I’ll admit, my first month in France was hard. I could speak as much French as the average 3-year-old, and for me, reading French takes the brain power just short of calculus. I knew no one and I was all alone for the very first time, with more than an ocean separating me from all I knew and loved.

On my first day, I was very anxious about meeting new people and making friends. Luckily for me, KEDGE did a very good job with their orientation and they even had a group of students whose main task was to welcome international students. Through meeting other international students, I found to my relief that the majority of them were like me in that we could not speak much French. However, I was surprised to see a lack of Americans.

I think it is natural to find yourself drawn to people you have the most in common with, which is probably why I was so eager to befriend the only other American girl in my exchange program. Luckily, we actually meshed really well and were quick friends. She is super funny and outrageous and still someone I talk to a lot. However, I knew that if I was going to make more lasting relationships, I’d have to adventure out of my comfort zone and befriend people who did not speak English as a first language. Together, we explored Bordeaux and all it had to offer.

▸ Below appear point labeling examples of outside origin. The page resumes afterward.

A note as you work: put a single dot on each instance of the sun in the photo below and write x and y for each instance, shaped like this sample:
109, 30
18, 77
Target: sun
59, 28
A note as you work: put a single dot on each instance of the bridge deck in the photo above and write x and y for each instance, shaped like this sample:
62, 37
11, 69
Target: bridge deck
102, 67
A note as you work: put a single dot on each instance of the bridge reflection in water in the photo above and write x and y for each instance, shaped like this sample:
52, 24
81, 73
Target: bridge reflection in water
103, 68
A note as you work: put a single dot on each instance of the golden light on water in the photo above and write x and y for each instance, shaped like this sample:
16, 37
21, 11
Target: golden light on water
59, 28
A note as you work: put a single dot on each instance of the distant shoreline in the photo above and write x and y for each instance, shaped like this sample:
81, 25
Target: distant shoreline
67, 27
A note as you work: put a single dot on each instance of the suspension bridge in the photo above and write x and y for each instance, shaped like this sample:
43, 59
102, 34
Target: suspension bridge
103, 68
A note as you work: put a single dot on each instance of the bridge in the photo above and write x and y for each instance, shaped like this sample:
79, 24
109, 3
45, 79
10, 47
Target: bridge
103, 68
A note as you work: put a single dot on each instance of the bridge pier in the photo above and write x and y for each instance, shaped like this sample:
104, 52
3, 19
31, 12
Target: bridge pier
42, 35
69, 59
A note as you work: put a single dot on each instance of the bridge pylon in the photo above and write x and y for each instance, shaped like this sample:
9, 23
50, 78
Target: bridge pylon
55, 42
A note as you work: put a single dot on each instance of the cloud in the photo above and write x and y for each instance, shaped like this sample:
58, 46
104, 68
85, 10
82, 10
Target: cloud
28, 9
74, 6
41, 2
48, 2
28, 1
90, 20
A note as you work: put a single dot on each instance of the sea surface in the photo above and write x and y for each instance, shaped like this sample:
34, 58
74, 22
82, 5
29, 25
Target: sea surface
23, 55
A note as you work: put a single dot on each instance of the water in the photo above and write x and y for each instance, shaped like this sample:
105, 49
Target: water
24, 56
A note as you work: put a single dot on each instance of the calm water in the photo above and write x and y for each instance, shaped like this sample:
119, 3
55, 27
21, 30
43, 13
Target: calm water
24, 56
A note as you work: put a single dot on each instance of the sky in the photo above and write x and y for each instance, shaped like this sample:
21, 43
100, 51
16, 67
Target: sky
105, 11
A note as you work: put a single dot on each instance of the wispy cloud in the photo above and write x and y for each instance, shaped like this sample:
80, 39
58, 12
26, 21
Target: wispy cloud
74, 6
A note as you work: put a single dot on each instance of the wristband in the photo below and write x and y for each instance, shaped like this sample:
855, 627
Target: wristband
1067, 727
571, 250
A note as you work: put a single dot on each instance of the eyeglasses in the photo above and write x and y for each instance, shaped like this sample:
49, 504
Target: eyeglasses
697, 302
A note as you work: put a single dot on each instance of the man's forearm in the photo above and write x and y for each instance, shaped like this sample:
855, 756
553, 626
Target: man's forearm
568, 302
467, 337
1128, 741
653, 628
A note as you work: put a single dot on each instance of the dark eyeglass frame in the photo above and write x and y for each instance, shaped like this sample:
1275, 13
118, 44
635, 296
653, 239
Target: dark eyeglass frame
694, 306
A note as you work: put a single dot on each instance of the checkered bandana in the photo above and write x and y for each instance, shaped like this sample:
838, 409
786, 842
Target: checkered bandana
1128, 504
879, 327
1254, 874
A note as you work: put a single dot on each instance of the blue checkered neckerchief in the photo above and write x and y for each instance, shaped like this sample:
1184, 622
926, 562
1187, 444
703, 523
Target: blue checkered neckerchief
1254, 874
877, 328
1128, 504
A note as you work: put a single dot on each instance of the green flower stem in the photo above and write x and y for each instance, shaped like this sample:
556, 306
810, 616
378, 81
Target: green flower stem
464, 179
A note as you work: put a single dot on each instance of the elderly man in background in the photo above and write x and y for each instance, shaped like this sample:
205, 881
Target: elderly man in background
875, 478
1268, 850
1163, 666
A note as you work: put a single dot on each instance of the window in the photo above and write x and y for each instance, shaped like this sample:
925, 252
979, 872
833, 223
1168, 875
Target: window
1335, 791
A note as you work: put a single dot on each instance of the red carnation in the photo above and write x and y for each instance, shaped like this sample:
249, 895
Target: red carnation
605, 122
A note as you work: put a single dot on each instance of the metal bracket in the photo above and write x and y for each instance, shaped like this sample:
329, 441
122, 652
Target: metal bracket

For me, French people were not very easy to get along with. Not very many were particularly friendly towards English speakers, supporting the stereotype. I have a background in French, having studied it for six years in high school but that no way prepared me for my stay in France. I never realized how hard the language actually is and how little sense their rules make. It did not help that many French people did not like to speak English with me. By the time I slowly translated in my head what they said to me and tried to formulate a response, they would just switch to English, irritated. Even in my English-speaking classes, French students would refuse to speak to you in English, which was a bit hard for me. However, the few French people that I was able to make friends with were super sweet. I even found someone who was considering doing their exchange at Alabama!

In some ways, the classes were harder, but in others easier. At KEDGE, they had three-hour long classes, which were very different that anything I had experience. I thought it would be hard for me to focus; however, we had a break in between which was then followed by group work. This was something that was also hard for me at first. While I have definitely had group projects at UA, it was harder in some ways to work with international and French students. There was little to no homework, but the group work was not easy. I will say that I had a more free time than I do at UA, which was nice but also got a bit boring at times.

I am not proud to say that I used a good bit of this free time on Netflix, but it is true. The other part of my free time was used to explore Bordeaux, hang out with new friends that I was able to get so close to so quickly, and travel. In my short time there, I went to Bilbao with a big group of European girls, Scotland to visit my cousin, and Amsterdam with my new American pal. These were really great bonding experiences and such a great way to get closer to my new friends. It was also such a cool way to explore new cities that I had never been. I am usually a person who likes to plan things out, but on these trips, we just went with the flow, which was a new way of traveling for me.

In Bordeaux, I experienced fantastically mild weather while enjoying the architecture and location. It was situated by a river, which my friends and I picnicked at often. There were a plethora of beautiful churches and outside seating at almost every restaurant. I haven’t even mentioned that the wine there was fantastic, as it is the city of wine. The one strange thing about Bordeaux, and probably a lot of other places in France, was figuring out when restaurants were open. Almost every restaurant had strict times when they were open for food and when they were not. There were countless times where my friends and I would walk into a restaurant ready to eat, and they would not serve us food. Instead, we’d have to get a glass of wine. I never ended up figuring that out.

My time there was so amazing. I’d even go as far as to call February 2020 the best month of my life. It was when the anxiety, the homesickness, and the loneliness faded, and I finally started making friends and doing things after class and on the weekends. I was exploring new places and making new connections and learning so much about the world in some ways. It was so interesting to me to learn about the experiences of others and the way they viewed the world. I never wanted to leave.

Unfortunately for me, my exchange was short lived, and COVID was the next thing that I and the world thought about for the remainder of my semester.

Bordeaux Cathedral, Hotel de Ville, Bordeaux.